Dummy load. Ik wil zelf een stevige dummy load maken voor weinig kosten (arme student). Ik kan voor een spotprijs (0.50 euro per stuk) aan 1 kW /18 W weestanden komen (fig»). Nu dacht ik om 20 stuks parallel te maken en dat af te sluiten in een verfblik met olie. Nu heb ik gehoord dat die weerstanden als een spoel gaan werken.

Antwoord: Deze R's zijn ongeschikt want ze bestaan uit draad in een spiraalvorm dat een behoorlijke zelfinductie heeft. Weerstanden in een dummy load moeten inductievrij zijn. Kent Electronics (zie links) verkoopt goedkope 150 W weerstanden per 3 stuks (fig») die reflectievrij zijn.

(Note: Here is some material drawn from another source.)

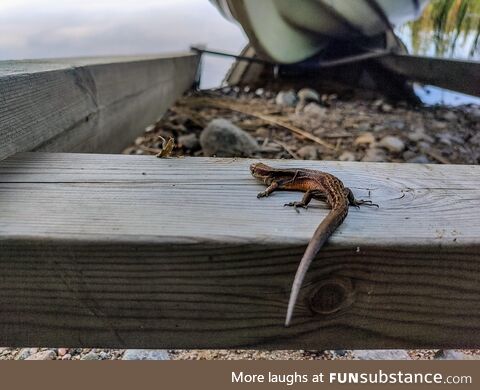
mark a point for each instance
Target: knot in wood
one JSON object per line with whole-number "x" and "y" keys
{"x": 331, "y": 295}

Door serie- parallel schakelen van aantallen kan het juiste vermogen en weerstand bereikt worden.

LINEAIRS

In- en ouput circuit. Wil het output circuit niet omdat het inputcircuit nog niet klopt?

Antwoord: Bij een HF versterker veranderen de in en uitgangsimpedantie als er aan de in of uitgang wat gewijzigd (afgestemd) wordt. Tijdens een SSB uitzending hebben zowel in als uitgangscircuit geen constante impedantie. Input circuits altijd afregelen op lage SWR met de uitgangskring op maximaal vermogen in een 50 ? dymmy load. De eindtrap sturen met een CW of FM draaggolf.

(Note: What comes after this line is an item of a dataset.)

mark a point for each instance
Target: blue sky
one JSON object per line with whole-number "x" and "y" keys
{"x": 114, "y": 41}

Input circuit. Ik ben bezig met het ingangsfilter ("PI"filter) voor mijn eigenbouw lineair. Nu begrijp ik dat de ingangsimpedantie van buizen in GG schakeling ligt tussen de 100 & 300 ?. Ik test mijn pi filter, variabele C's en 7.1 MHz spoel, met een 20 cm coax kabeltje op een 125 ? koolweerstand en de SWR is dan al 1.5. Dat wordt nog slechter met een weerstand van 200 ?. Mijn inputcircuit is dus eigenlijk niet bruikbaar. Toch wordt het erg veel zo gedaan? Wil je hier iets over vertellen, wat redeneer ik fout?

Antwoord: de ingangsimpedantie van een buis is zelden zuiver Ohms (o.a. door de ingangscapaciteit) en nooit constant tijdens een SSB uitzending. Daarom moet afgeregeld worden met de buis in bedrijf en met maximaal bereikbare output. In mijn diverse artikelen over lineairs staat dat vermeld, zie de volgende alinea:

 

De meeste versterkers hebben een schakelaar waarmee een vast pi filter circuit per band ingeschakeld kan worden. Zo'n ingangscircuit kan men gemakkelijker afregelen met een stukje coaxkabel dat aan het einde bevestigd is aan een variabele condensator Ct. De capaciteit van de kabel wordt een deel van Cx, dus de gezochte en te monteren waarde wordt Cx = Ct + Ckabel. Start in elke band met een vaste ingangscondensator C volgens de tabel en speel dan met Lx en Cx om een zo laag mogelijke SWR te verkrijgen. Als het niet lukt om SWR = 1 te bereiken, experimenteer dan met een geringe verandering van condensator C en regel daarna Lx en Cx opnieuw af. Het moet mogelijk zijn om in het midden van iedere band SWR = 1 te verkrijgen. Elke verandering aan het uitgangsfilter in de anode veroorzaakt ook een wijziging van de SWR aan de ingang. Daarom moet men de ingangscircuits altijd afregelen met maximaal uitgangsvermogen (FM of CW) in een geschikte 50 Ω dummy load.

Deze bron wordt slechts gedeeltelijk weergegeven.